Digitally integrating processes across organisations in any part of the public sector is difficult enough - just ask anyone charged with the urgent and essential task of joining up NHS and social services. How much harder would it be if one stakeholder in the system - a community pharmacy, say - saw its mission as killing as many patients/clients as possible?

That, roughly, is the difference between the criminal justice sector and most other arms of the public sector. All participants, from police to prosecutors to defence lawyers to courts to prison and rehabilitation are committed to the principle of “justice”. But when it comes to individual cases, they will often have opposing goals, even when, such as in the case of prosecuting and defending solicitors, they share the same professional values.

Adversarial by design

The fact that the justice system in England and Wales is adversarial by design has often confounded assumptions that all stakeholders (with the possible exception of defendants) have an interest in pulling together to reduce manifest inefficiencies.

One example is in the programme to conduct routine preliminary court hearings by video. Nearly everyone agrees this is a good idea, but it leaves defending solicitors, often operating on a shoestring, with a dilemma: do they sit at their client’s end of the link to prevent untoward pressure, or the court end, where they may be better placed if they need to have a quiet word with the bench?

Good practices

In its critical report on justice system efficiency earlier this month, the National Audit Office pointed to a number of good practices which, at first sight, could be easily extended across the system. Not all involved high technology.

One court saved huge amount of police time by agreeing to fix appointments with judges when they were asked to approve warrants. Previously, officers had turned up on spec and waited for a judge to become available.

The watchdog also acknowledged that the system presents unique challenges, including the difficulty of measuring success. Stakeholders have “a number of objectives, which can be in tension, and it is not possible to know for certain whether a case has produced the ‘right’ result in terms of convicting all those who are guilty and no-one who is innocent.”
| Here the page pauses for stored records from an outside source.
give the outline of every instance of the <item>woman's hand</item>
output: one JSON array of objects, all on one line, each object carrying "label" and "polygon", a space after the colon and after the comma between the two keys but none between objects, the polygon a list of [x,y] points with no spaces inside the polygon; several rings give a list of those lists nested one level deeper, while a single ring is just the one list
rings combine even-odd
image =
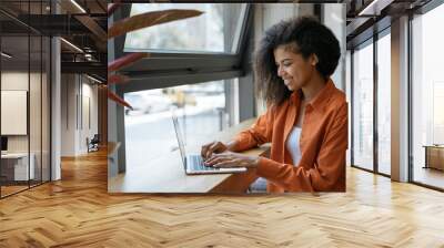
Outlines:
[{"label": "woman's hand", "polygon": [[202,146],[201,156],[204,159],[208,159],[213,155],[213,153],[223,153],[226,149],[228,149],[228,146],[225,144],[223,144],[222,142],[212,142],[212,143],[209,143],[209,144]]},{"label": "woman's hand", "polygon": [[212,166],[216,168],[226,167],[258,167],[259,156],[246,156],[239,153],[225,152],[220,154],[214,154],[210,159],[205,161],[206,166]]}]

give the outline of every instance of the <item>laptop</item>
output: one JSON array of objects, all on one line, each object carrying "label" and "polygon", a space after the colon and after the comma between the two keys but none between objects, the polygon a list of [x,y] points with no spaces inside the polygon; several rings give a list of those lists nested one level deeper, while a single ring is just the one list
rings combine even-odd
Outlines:
[{"label": "laptop", "polygon": [[214,168],[205,166],[203,158],[200,154],[186,154],[185,146],[183,143],[182,134],[178,116],[172,112],[172,118],[174,124],[175,137],[178,138],[179,151],[182,158],[183,168],[186,175],[204,175],[204,174],[228,174],[228,173],[242,173],[246,172],[245,167],[233,167],[233,168]]}]

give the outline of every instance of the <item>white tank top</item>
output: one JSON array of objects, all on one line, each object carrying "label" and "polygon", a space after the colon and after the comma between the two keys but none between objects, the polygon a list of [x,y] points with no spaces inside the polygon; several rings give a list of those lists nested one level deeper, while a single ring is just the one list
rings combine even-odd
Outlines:
[{"label": "white tank top", "polygon": [[301,127],[293,126],[293,130],[290,132],[289,137],[286,138],[286,149],[290,152],[293,165],[297,166],[299,161],[301,159],[301,148],[299,147],[299,140],[301,137]]}]

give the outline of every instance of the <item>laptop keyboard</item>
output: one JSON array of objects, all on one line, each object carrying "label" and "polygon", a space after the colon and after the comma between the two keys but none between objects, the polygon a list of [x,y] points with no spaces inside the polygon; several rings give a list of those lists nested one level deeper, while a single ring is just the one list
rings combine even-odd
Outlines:
[{"label": "laptop keyboard", "polygon": [[191,156],[188,156],[188,158],[191,162],[188,165],[190,166],[190,168],[192,170],[218,170],[219,169],[219,168],[205,166],[203,164],[202,156],[200,156],[200,155],[191,155]]}]

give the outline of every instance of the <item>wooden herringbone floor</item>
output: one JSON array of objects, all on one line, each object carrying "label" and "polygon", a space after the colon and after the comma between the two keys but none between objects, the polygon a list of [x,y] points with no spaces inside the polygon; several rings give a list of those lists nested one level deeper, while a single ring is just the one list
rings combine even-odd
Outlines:
[{"label": "wooden herringbone floor", "polygon": [[0,200],[0,247],[444,247],[444,194],[350,168],[345,194],[108,195],[107,158]]}]

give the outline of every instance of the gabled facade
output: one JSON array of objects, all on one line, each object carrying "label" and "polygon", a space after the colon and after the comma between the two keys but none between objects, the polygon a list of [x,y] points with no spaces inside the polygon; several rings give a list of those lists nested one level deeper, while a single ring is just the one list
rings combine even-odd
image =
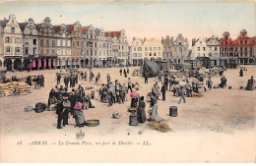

In addition, sometimes reforms can have paradoxical side effects. For example, abolishing committal hearings in magistrates’ courts puts more pressure on the Crown courts as cases arrive in them more quickly.

Collective responsibility

Nonetheless, the NAO’s boss Sir Amyas Morse fell into the old assumption that, if only all parties would get onside, the case for reform would be self-evident. “It is essential that the criminal justice system pulls together and takes collective responsibility for sorting out the longstanding issues,” he said.

Perhaps it will heed the call. However, this is not a good time to be asking for goodwill from professional public servants. The NAO’s report points out that the justice system has already shouldered one of the biggest budget cuts in central government - a fall of 26% since 2010 - and that it needs to cut spending by another 15% by 2020. Morale, even among the judiciary let alone courts staff and frontline solicitors, is at an all time low.

There might be a reason for optimism: at one level, the funding crisis might provide the classic 'burning platform' imperative for change. However, it is also a reminder that, as elsewhere, the Government would have done better to start mending the roof while the sun was shining.